= Cyril Smith (Marxist) =

British lecturer of statistics

Cyril Smith (1929–2008) was a British lecturer of statistics at the London School of Economics, socialist, and revolutionary humanist.

== Political beginnings ==
Smith began attending Communist Party meetings at University College London in 1947. By his own admission, he was attracted to the "systematic way [of] understand[ing] the world" that Stalinism provided. He quickly became disillusioned, however, during the Lysenko affair, which led to him turning his attention towards the works of Leon Trotsky.

== Break with "Leninist Marxism" ==

Starting in 1987, Smith began to examine what he was beginning to feel was the distortion of Marx's ideas by his own followers. This project first manifested itself in a small booklet titled Communist Society and Marxist Theory. While well aware of its limitations, Smith hoped that the work would begin a dialogue on the subject rather than be the final word. To his dismay, rather than beginning a discussion, the work ended communication entirely with many in his organization. This inspired Smith to probe deeper and work on a more complete account of the matter, a project that Smith would dedicate the remainder of his academic career to in one way or another.

Later in life, Smith would look back on his years as a Trotskyist as necessary for his political trajectory, but years that he put behind himself happily....it [was] important to have seriously participated in the attempt to build the Fourth International and to grasp its ideas; it was also vital to have subsequently and equally seriously ceased to hold to those ideas.

== Marx at the Millennium==
In 1996, Smith published the results of years of study and examination, the book Marx at the Millennium. Described by Smith as an attempt to discover "what Marx was trying to do," it is as much a critique of how others have attempted to answer that question as it is a presentation of Smith's own answer. Setting his work apart from others of its type, however, is that Smith's critiques were aimed at the views of Marx's followers themselves. For Smith, the degeneration of Marxist thought he believed to have come about was as much, if not more so, the fault of Marxists as it was Marx's right-wing and liberal detractors.Many people these days will tell you ‘Marxism is dead’, usually with the collapse of the USSR in mind.

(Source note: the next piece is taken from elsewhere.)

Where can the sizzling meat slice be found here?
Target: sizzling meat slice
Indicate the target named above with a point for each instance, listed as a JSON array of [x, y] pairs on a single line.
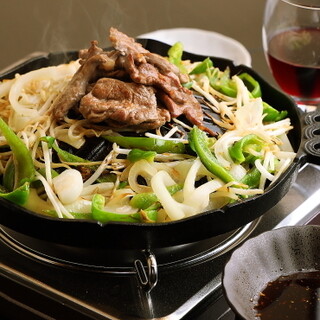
[[116, 102], [153, 70], [121, 104], [93, 61]]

There are still several varieties of ‘Marxist’ who deny it, of course. However, neither side shows much inclination to talk about the actual ideas whose death or survival are being disputed.In his studies, Smith came to the conclusion that there was no basis in the writings of Karl Marx for a "Leninist party" or a "workers' state," putting him sharply at odds with the views of his former comrades and those that he had earlier himself held. In contrast, Smith understood the dictatorship of the proletariat to be the result of "the ability of the proletariat to form itself into a subject." This state, then, was not something apart and above the working-class, directing its revolutionary movement from afar, but instead the organized mass of individuals carrying out the process of unified self-liberation. It was not to be a state of transition, but rather one of transformation.

Most controversially, Smith argued that Marx was "not a sociologist or an economist, nor a social scientist or political scientist of any kind... ." This position led to a years long debate with the Marxist-Humanist journal Hobgoblin.

== Karl Marx and the Future of the Human ==

Smith's second book, Karl Marx and the Future of the Human, was an attempt to continue his project of examining the differences he found between views commonly held by Marxists and those expressed by Marx himself. Smith described the work as being his second attempt at "rereading" Marx. Namely, he attempted here to fix what he believed was his earlier mistake of attempting to "absolve Engels of all blame for the distortion of Marx," as well as sharpen his critique of the "old orthodoxy."

In this work, Smith puts forward his most direct summary of what he believed the general "outlook" of Marx's work to have been:(1) In class society, individual humans are governed by social forms that are alien to their humanity. This is insane.

(2) These forms condition the way that they think about themselves and about their social life.

(3) When science theorizes social problems, its categories give the alien forms their highest expression.

(4) The critique of these categories breaks up their appearance of being ‘natural’, and so opens the way for conscious social practice to release their human content.